Comparing the kernel I wrote with CuBLAS, I noticed how the grid dim of CuBLAS has a third dimension (the (256, 2, 3) number). This suggest that the CuBLAS implementation is also splitting the matmul problem along the K dimension.
Profiling result from nsight compute, Kernel 2 is CuBLAS, mysgemm_v10 is the warp tiling kernel
Profiling result from nsight compute, Kernel 2 is CuBLAS, mysgemm_v10 is the warp tiling kernel
 
The idea with split-K is as follows:
  • As opposed to having each block, each warp, each thread iterating throughout the dimension K, we split the K dimension among blocks, so each block only computes a partial result.
  • After computing a partial result, we kick off another reduction kernel that merges all the partial result together.
  • The hope is that by increasing the number of blocks, we further increase occupancy and this benefit is hopefully larger than the additional overhead that the reduction kernel brings.

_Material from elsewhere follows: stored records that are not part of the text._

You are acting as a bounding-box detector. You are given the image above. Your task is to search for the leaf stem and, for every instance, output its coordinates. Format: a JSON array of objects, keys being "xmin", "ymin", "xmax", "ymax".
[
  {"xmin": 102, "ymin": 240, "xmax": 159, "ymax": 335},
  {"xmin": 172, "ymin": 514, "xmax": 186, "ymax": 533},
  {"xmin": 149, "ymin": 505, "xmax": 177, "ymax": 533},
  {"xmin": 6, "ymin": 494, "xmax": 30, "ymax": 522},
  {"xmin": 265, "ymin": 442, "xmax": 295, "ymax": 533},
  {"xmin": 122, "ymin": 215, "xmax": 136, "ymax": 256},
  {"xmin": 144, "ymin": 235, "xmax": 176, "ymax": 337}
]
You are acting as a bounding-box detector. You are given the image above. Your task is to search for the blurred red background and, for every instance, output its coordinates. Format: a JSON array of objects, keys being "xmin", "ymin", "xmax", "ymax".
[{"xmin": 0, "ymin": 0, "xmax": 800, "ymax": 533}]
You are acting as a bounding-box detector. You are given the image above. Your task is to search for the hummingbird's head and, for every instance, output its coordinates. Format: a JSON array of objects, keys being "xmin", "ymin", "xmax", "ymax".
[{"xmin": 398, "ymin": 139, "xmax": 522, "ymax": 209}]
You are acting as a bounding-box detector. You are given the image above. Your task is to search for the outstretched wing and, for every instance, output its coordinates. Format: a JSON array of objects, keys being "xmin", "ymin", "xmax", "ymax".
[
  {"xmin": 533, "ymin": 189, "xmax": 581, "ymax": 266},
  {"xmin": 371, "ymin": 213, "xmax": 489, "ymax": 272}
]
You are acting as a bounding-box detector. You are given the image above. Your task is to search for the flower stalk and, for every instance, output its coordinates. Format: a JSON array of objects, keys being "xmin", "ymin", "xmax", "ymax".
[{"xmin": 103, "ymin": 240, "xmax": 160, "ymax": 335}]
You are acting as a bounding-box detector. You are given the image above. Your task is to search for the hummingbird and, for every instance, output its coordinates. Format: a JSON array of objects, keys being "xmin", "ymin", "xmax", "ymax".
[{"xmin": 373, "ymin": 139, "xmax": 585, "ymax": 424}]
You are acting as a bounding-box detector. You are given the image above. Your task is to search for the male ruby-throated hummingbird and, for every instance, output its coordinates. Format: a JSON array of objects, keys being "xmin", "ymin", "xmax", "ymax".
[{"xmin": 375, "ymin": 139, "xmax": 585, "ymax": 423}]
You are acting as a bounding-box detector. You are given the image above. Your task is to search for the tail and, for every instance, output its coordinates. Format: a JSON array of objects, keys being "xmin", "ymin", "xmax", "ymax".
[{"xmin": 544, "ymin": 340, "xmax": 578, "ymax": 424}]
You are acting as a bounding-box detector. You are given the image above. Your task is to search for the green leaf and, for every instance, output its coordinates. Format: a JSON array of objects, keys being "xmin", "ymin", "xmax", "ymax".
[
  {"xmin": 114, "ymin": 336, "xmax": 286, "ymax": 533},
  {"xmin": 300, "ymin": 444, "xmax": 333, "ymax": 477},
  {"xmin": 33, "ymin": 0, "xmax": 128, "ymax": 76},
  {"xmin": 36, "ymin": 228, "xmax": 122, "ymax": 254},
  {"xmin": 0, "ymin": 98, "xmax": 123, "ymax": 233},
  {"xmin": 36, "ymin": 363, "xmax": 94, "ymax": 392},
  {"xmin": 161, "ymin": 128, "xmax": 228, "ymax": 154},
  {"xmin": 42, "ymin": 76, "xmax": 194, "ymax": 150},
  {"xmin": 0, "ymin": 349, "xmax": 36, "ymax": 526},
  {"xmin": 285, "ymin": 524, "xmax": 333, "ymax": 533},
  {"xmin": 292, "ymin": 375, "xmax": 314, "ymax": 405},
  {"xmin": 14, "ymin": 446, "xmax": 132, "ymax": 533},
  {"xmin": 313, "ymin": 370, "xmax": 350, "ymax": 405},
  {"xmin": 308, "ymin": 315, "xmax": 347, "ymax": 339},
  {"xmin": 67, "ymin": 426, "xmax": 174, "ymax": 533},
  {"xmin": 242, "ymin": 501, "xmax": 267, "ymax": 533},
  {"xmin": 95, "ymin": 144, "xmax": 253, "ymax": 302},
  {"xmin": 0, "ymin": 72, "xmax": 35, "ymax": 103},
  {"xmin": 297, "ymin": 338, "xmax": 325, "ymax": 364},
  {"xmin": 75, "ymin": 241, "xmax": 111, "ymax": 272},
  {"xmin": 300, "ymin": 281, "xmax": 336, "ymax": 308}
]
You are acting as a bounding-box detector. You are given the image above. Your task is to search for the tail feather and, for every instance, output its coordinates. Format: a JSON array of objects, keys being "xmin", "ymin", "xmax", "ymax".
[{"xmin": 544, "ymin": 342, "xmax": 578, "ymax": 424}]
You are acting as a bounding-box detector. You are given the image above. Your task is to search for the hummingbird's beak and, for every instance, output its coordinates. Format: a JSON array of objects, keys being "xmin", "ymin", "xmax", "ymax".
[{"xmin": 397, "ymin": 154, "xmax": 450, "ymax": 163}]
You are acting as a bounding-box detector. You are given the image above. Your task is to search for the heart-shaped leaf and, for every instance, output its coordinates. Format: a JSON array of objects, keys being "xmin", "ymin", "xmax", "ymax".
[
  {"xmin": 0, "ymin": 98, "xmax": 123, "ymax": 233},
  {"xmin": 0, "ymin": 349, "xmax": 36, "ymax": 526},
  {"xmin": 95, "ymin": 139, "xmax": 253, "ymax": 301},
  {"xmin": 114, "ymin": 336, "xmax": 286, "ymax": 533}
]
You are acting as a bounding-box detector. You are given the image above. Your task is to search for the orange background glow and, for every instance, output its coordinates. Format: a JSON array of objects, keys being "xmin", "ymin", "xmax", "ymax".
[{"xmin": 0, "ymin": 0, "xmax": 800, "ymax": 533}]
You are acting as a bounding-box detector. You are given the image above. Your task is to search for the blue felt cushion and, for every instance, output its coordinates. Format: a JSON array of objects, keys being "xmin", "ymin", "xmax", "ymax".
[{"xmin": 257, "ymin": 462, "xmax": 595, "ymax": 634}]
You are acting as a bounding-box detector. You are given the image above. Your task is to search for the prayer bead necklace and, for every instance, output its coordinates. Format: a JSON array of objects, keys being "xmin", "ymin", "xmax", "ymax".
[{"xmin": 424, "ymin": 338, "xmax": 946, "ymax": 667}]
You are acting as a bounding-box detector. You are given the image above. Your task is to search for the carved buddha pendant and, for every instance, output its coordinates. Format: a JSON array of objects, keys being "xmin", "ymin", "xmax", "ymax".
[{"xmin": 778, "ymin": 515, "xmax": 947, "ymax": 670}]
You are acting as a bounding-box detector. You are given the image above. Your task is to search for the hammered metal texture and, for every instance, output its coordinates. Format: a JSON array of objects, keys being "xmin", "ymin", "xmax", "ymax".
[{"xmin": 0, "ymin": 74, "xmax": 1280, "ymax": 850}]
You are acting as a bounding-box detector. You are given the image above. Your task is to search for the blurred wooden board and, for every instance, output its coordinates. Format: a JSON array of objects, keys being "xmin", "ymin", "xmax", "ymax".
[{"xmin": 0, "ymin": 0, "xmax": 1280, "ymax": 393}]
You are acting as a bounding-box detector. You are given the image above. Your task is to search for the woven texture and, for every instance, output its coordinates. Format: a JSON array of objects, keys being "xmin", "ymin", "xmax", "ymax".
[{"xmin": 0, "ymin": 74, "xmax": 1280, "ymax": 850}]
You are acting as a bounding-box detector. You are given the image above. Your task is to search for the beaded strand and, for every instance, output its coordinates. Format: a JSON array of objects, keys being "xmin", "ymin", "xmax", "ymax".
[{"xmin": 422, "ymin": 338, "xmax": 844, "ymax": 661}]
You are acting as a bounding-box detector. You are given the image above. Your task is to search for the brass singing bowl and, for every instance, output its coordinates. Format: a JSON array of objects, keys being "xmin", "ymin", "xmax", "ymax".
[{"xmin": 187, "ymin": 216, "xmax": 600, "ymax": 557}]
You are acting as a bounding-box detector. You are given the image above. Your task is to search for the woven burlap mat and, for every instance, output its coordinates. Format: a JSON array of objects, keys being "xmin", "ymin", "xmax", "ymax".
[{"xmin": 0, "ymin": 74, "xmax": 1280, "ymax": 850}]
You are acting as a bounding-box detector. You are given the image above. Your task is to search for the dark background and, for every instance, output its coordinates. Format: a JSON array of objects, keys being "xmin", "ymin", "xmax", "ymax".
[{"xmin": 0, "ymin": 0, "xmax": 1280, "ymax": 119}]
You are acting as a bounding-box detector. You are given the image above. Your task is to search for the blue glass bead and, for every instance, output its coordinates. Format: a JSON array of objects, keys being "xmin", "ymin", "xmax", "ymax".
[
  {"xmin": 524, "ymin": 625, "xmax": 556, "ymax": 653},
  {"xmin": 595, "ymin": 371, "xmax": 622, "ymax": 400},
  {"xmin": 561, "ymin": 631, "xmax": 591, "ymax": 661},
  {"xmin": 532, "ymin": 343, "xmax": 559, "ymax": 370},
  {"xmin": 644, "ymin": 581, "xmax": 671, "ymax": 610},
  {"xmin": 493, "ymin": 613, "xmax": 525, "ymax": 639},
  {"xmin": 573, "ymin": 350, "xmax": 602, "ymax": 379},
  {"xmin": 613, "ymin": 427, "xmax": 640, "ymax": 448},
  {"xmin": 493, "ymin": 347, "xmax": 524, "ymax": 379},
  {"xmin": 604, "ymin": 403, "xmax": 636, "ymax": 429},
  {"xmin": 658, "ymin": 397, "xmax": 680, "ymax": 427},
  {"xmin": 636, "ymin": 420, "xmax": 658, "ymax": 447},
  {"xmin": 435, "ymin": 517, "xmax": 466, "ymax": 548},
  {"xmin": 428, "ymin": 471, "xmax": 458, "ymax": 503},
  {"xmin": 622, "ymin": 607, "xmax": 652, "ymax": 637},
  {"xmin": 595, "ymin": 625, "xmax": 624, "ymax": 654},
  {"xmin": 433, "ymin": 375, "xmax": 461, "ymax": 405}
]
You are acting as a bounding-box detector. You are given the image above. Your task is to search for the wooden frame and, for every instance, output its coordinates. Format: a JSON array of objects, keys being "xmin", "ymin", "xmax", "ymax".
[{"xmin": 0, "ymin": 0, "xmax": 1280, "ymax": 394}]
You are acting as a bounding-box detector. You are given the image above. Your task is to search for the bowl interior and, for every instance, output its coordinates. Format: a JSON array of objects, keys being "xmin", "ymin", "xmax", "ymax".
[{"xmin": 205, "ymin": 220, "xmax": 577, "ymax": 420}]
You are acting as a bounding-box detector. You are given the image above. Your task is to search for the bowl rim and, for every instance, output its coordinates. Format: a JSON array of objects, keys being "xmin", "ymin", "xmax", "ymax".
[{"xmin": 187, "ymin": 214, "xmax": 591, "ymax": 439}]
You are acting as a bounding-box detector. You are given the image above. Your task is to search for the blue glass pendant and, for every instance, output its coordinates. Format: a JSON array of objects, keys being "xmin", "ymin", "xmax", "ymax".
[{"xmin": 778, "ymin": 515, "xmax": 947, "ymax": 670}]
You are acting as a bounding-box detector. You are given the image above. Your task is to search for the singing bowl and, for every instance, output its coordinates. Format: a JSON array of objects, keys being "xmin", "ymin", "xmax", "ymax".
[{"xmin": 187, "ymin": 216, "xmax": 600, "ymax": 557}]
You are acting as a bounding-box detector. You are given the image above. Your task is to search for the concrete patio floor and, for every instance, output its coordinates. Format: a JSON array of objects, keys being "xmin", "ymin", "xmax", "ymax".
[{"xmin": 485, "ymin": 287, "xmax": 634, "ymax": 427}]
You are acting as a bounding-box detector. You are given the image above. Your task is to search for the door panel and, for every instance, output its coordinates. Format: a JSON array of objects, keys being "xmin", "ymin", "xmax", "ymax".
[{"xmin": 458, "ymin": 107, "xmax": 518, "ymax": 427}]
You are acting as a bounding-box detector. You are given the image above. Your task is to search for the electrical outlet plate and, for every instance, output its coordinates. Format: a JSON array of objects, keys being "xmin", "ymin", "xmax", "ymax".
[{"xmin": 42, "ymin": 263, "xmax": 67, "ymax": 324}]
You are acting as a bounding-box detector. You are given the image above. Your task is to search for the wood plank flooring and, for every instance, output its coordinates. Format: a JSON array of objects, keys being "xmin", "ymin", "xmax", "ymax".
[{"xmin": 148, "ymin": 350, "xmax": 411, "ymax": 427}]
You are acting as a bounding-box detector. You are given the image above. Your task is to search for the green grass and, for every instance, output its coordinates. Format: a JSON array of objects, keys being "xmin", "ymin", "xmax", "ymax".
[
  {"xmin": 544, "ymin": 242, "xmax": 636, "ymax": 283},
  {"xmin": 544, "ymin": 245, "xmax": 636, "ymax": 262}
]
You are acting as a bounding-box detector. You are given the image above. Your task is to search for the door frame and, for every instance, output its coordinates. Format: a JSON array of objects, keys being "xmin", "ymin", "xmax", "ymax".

Diagram illustrating split-K
Diagram illustrating split-K
After implementing the split-K algorithm, here’s the performance I got:
Performance of Split-K
Performance of Split-K
Huh? It got worse than plain warp-tiling. After some tinkering (changing dimensions, etc.), I think the reason for the worse performance is possibly:
  1. I haven’t run a complete sweep of hyper-parameters of this kernel, which is what CuBLAS surely did.
  1. I’m using the kernel launch as an inter-block synchronization primitive (basically, calling the reduction kernel after the computation kernel in the same stream), but ideally, reduction can also happen in a block-by-block fashion, where as long as a set of blocks that cover the entire K dimension has finished calculation, a reduction kernel can be kicked off along that dimension. I’m not sure how to achieve this though, because afaik CUDA doesn’t have any other inter-block synchronization primitive than kernel launching.
  1. I’m not using fancy things like stream-k.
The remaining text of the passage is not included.